Since September the number of job vacancies declined gradually from 50,000 to 44,100 in October and 40,600 in November. The total number of employed Israelis in November stood at 2,015,300, compared with 2,001,300 in October and 2,025,100 in October.
The job vacancy ratio, which is a calculation of the ratio between the number of job vacancies and the total employment volume including the number of employed and job vacancies, dropped from 2.4% in September to 2.2% in November.
The CBS survey, which collects monthly data about job vacancies in the private sector of the Israeli economy, was launched in May this year. The job vacancy survey was introduced as part of Israel's accession process to the Organization of Economic Cooperation and Development (OECD) to serve as part of the main economic indicators for the analysis of current economic developments. The CBS emphasized, though, that at this point seasonal adjustments could not be carried out on the survey as there was not enough data for estimating festival, trading day and seasonal factors.
The survey includes data from businesses in all area of economic activity, apart from small businesses with less than five employees and agriculture businesses - because of the strongly seasonal nature of their businesses.
Separately, a job-seeker survey published by human resource company L.M. Personnel Services Ltd. on Tuesday, showed that the average number of days to find a job fell to 68 days in November, compared with 71 days in the previous month.
"In November we saw a moderate recovery in the labor market compared with October," said Rafi Elimelech, CEO of L.M. Personnel Services Ltd. "However, there is still a big gap between the average time of finding work in the labor market before the outbreak of the crisis and the figures today. The average time of finding work has not yet returned to the levels seen before the crisis."
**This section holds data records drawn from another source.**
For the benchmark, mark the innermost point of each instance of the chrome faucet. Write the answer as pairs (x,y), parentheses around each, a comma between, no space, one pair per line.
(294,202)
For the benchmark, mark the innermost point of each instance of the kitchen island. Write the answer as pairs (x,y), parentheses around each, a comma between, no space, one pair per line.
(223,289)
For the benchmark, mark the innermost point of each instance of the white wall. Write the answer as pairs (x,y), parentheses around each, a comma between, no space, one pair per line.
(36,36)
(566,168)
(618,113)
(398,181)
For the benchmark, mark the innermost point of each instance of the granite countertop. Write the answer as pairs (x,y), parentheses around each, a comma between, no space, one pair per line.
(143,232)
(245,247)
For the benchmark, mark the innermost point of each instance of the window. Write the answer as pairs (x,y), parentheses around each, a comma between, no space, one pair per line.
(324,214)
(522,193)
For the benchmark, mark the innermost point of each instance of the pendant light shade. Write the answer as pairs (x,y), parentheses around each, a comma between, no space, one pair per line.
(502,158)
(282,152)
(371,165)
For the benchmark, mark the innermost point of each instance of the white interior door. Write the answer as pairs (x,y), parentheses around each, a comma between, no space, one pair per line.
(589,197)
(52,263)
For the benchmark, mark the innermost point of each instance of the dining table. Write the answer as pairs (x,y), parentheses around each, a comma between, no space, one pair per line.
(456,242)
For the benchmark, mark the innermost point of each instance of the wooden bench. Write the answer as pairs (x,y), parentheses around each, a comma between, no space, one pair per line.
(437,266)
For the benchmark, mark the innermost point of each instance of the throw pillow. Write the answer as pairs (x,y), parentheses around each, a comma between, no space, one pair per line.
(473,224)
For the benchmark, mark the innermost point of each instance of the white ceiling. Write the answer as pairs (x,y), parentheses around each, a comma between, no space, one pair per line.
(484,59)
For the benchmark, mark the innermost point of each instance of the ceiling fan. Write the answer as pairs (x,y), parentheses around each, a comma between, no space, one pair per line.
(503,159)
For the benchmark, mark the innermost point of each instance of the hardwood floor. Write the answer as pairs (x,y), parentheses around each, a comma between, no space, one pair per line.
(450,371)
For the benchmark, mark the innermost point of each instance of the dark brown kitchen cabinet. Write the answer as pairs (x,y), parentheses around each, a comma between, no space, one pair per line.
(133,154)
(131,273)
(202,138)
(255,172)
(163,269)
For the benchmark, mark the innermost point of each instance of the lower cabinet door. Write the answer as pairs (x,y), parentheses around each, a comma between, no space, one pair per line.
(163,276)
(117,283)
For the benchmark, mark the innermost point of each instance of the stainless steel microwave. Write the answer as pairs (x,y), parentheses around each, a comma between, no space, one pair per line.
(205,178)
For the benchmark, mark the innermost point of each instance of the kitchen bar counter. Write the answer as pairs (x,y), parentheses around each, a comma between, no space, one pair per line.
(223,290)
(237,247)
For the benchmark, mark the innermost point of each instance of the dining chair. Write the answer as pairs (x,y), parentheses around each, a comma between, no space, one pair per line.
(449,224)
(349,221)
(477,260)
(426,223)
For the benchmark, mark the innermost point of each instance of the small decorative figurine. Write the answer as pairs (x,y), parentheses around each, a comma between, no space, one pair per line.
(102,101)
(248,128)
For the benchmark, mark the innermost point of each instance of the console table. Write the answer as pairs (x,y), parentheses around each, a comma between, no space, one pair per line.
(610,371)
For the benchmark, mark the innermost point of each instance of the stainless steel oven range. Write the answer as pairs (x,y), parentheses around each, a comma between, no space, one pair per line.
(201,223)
The survey noted that the average time to find work stood at 46 days in November last year. Sector by sector analysis found that in November this year it took longest to find work in the hi-tech sector - an average of 210 days compared with 35 days during the same month last year. In the banking sector finding work took an average of 105 days compared with 39 days in November last year.
At the same time, senior managers found work within an average of 40 days in November compared with 194 days in October and 125 days in November last year. In the accounting sector, the average time to find work stood at 72 days compared with 41 days in October and 26 days last November.